Computing the cofactor matrix:

$$ \textbf{C} = \begin{bmatrix} -2 & 3 & 9 \\ 8 & -11 & -34 \\ -5 & 7 & 21 \end{bmatrix} $$

Taking the transpose of the cofactor matrix (adjugate):

$$ {\bf{C}^{T}} = \begin{bmatrix} -2 & 8 & -5 \\ 3 & -11 & 7 \\ 9 & -34 & 21 \end{bmatrix} $$

The determinant of $\bf{A}$ is given by:

$$7(-6+4)-2(-3)+1(9) = 1$$

Therefore ${\bf{A}^{-1}} = \frac{1}{1}{\bf{C^{T}}} = \begin{bmatrix} -2 & 8 & -5 \\ 3 & -11 & 7 \\ 9 & -34 & 21 \end{bmatrix} $

You can check this with numpy:

In [6]:
import numpy as np
A = np.asarray([[7,2,1],[0,3,-1],[-3,4,-2]])
Ainv = np.asarray([[-2,8,-5],[3,-11,7],[9,-34,21]])

A.dot(Ainv)

array([[1, 0, 0],
       [0, 1, 0],
       [0, 0, 1]])

### QUIZ:

Take the inverse of $${\bf A} = \begin{bmatrix}3 & 7\\10 & 3\end{bmatrix}$$ with the general method.

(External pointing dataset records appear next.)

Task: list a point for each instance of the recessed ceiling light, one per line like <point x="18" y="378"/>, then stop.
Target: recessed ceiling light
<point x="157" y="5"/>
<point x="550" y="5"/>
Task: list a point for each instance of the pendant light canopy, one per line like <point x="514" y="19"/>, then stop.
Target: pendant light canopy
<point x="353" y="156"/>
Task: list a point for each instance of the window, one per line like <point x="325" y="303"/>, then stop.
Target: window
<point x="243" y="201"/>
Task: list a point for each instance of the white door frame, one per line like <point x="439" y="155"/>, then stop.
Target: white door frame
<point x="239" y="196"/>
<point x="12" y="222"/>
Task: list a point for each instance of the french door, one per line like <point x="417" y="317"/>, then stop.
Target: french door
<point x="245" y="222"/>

## Classic Problems in Basic Linear Algebra

As review for this week of instruction, we will cover several problems posed to the reader in the text:

1. Solving basic problems
2. Modeling networks with matrices
3. Modeling Markov processes with matrices 
4. Solving circuit diagrams with linear algebra

The student should become as comfortable as possible with the basic techniques of linear algebra that solve these problems.


## Setting up matrices to solve basic problems:

### Weight Loss

Weight loss can be modeled (for most people) as a process of (caloric intake)-(caloric output). Ambient levels of certain hormones, body weight set point and basal metabolic rate play into this equation, but most people's body weight is reflective of this basic paradigm. Weight is lost by adjusting caloric intake to be slightly below that which is needed for maintenance and then applying regular exercise.

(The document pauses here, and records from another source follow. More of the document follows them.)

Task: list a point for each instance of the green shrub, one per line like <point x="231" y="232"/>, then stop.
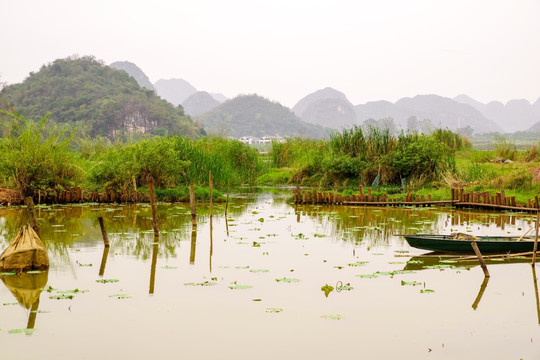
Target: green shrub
<point x="32" y="157"/>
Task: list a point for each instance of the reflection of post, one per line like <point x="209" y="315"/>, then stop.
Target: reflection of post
<point x="193" y="244"/>
<point x="153" y="267"/>
<point x="536" y="293"/>
<point x="481" y="292"/>
<point x="103" y="232"/>
<point x="211" y="245"/>
<point x="104" y="260"/>
<point x="480" y="258"/>
<point x="33" y="315"/>
<point x="535" y="248"/>
<point x="192" y="205"/>
<point x="153" y="205"/>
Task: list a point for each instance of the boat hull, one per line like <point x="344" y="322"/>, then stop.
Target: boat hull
<point x="486" y="244"/>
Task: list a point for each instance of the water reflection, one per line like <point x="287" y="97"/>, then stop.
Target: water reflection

Suppose we know the mean caloric cost of a given type of exercise per hour and build an exercise schedule for me.

Someone my size burns about 650 calories an hour using steady cycling,
about 900 calories an hour running (hard), about 700 calories an hour swimming slowly, 400 calories an hour doing yoga and about 300 calories an hour lifting weights.

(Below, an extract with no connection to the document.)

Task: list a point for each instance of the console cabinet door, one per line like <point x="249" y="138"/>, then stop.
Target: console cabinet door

Let's plan a workout schedule for me, as I'm training for an obstacle race. Let's have me follow the present schedule:

1. Weights for 30 minutes M, W, F.
2. Yoga class for 90 minutes T, Th, S.
3. Cycling 90 minutes T, Su
4. Running 30 minutes W, F, S
5. Swimming 30 minutes M, W, Th, Su

(To be fair, this schedule is pretty tough and I might need some days off once in a while in order to keep weight loss consistent. Also I'll have less time to do other things I like.).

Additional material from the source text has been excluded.